The PRINQUAL Procedure |
The PRINQUAL procedure performs principal component analysis (PCA) of qualitative, quantitative, or mixed data. PROC PRINQUAL is based on the work of Kruskal and Shepard (1974); Young, Takane, and de Leeuw (1978); Young (1981); and Winsberg and Ramsay (1983). PROC PRINQUAL finds linear and nonlinear transformations of variables, using the method of alternating least squares, that optimize properties of the transformed variables’ correlation or covariance matrix. Nonoptimal transformations such as logarithm and rank are also available. You can use ODS Graphics to display the results. You can use PROC PRINQUAL to do the following:
fit metric and nonmetric principal component analyses
perform metric and nonmetric multidimensional preference (MDPREF) analyses (Carroll; 1972)
transform data prior to their use in other analyses
reduce the number of variables for subsequent use in regression analyses, cluster analyses, and other analyses
detect nonlinear relationships
PROC PRINQUAL provides three methods, each of which seeks to optimize a different property of the transformed variables’ covariance or correlation matrix. These methods are as follows:
maximum total variance, or MTV
minimum generalized variance, or MGV
maximum average correlation, or MAC
The MTV method is based on a PCA model, and it is the most commonly used method. All three methods attempt to find transformations that decrease the rank of the covariance matrix computed from the transformed variables. Transforming the variables to maximize the total variance accounted for by a few linear combinations locates the observations in a space with a dimensionality that approximates the stated number of linear combinations as much as possible, given the transformation constraints. Transforming the variables to minimize their generalized variance or maximize the average correlations also reduces the dimensionality, but without a stated target for the final dimensionality. See the section The Three Methods of Variable Transformation for more information about all three methods.
The data can contain variables measured on nominal, ordinal, interval, and ratio scales of measurement (Siegel; 1956). Any mix is allowed with all methods. PROC PRINQUAL can do the following:
transform nominal variables by optimally scoring the categories (Fisher; 1938)
transform ordinal variables monotonically by scoring the ordered categories so that order is weakly preserved (adjacent categories can be merged) and the covariance matrix is optimized. You can undo ties optimally or leave them tied (Kruskal; 1964). You can also transform ordinal variables to ranks.
transform interval and ratio scale of measurement variables linearly, or transform them nonlinearly with spline transformations (de Boor; 1978; van Rijckevorsel; 1982) or monotone spline transformations (Winsberg and Ramsay; 1983). In addition, nonoptimal transformations for logarithm, rank, exponential, power, logit, and inverse trigonometric sine are available.
estimate missing data without constraint, with category constraints (missing values within the same group get the same value), and with order constraints (missing value estimates in adjacent groups can be tied to preserve a specified ordering).
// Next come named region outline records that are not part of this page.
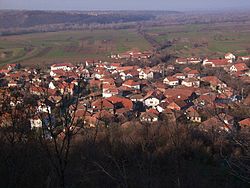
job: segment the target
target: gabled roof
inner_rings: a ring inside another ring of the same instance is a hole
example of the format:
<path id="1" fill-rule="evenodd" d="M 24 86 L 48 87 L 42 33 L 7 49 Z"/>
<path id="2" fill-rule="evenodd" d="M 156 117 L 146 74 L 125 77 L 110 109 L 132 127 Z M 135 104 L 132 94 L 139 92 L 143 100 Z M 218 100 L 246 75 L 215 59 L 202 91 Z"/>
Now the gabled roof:
<path id="1" fill-rule="evenodd" d="M 173 76 L 167 76 L 164 80 L 168 80 L 169 82 L 177 82 L 179 81 L 178 78 Z"/>
<path id="2" fill-rule="evenodd" d="M 113 109 L 114 105 L 108 101 L 107 99 L 97 99 L 96 101 L 92 102 L 92 107 L 96 107 L 97 109 Z"/>
<path id="3" fill-rule="evenodd" d="M 237 69 L 237 71 L 246 71 L 249 69 L 245 63 L 236 63 L 232 66 L 234 66 Z"/>
<path id="4" fill-rule="evenodd" d="M 111 102 L 112 104 L 122 103 L 124 108 L 127 108 L 129 110 L 132 110 L 133 108 L 133 102 L 130 99 L 127 99 L 125 97 L 112 96 L 112 97 L 107 98 L 107 100 Z"/>
<path id="5" fill-rule="evenodd" d="M 125 86 L 137 86 L 137 85 L 140 85 L 140 84 L 135 82 L 134 80 L 126 80 L 122 85 L 125 85 Z"/>
<path id="6" fill-rule="evenodd" d="M 250 126 L 250 118 L 243 119 L 239 122 L 240 125 Z"/>

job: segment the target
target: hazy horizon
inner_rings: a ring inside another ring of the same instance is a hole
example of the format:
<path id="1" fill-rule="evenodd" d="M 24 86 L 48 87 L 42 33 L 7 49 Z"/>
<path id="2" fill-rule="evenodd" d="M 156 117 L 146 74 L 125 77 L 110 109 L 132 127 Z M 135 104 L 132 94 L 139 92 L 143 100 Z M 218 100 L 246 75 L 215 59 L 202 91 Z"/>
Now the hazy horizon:
<path id="1" fill-rule="evenodd" d="M 248 10 L 249 0 L 0 0 L 0 9 L 15 10 Z"/>

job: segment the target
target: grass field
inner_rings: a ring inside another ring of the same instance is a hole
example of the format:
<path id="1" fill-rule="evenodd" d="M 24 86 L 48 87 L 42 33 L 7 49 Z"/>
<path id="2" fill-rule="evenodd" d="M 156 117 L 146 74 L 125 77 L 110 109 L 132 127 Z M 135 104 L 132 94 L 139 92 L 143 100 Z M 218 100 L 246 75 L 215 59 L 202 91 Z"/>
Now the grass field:
<path id="1" fill-rule="evenodd" d="M 64 31 L 0 37 L 0 64 L 104 58 L 151 45 L 134 29 Z M 7 54 L 7 55 L 6 55 Z"/>
<path id="2" fill-rule="evenodd" d="M 192 24 L 144 27 L 159 43 L 173 41 L 166 49 L 179 57 L 223 57 L 227 52 L 250 55 L 250 23 Z M 20 62 L 47 64 L 55 61 L 103 59 L 111 53 L 152 46 L 136 29 L 86 30 L 35 33 L 0 37 L 0 65 Z"/>
<path id="3" fill-rule="evenodd" d="M 174 41 L 167 51 L 181 57 L 250 53 L 250 23 L 174 25 L 146 28 L 146 32 L 159 43 Z"/>

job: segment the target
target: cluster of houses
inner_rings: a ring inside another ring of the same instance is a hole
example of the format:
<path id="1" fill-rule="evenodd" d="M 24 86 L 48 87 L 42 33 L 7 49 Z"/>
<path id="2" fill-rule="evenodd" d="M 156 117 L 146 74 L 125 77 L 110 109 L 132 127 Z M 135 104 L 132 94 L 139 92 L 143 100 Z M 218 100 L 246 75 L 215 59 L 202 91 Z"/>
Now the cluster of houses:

See Gifi (1990) and Young (1981).
The transformed qualitative (nominal and ordinal) variables can be thought of as being quantified by the analysis, with the quantification done in the context set by the algorithm. The data are quantified so that the proportion of variance accounted for by a stated number of principal components is locally maximized, the generalized variance of the variables is locally minimized, or the average of the correlations is locally maximized.
The PROC PRINQUAL iterations produce a set of transformed variables. Each variable’s new scoring satisfies a set of constraints based on the original scoring of the variable and the specified transformation type. First, all variables are required to satisfy standardization constraints; that is, all variables have a fixed mean and variance. The other constraints include linear constraints, weak order constraints, category constraints, and smoothness constraints. The new set of scores is selected from the sets of possible scorings that do not violate the constraints so that the method criterion is locally optimized.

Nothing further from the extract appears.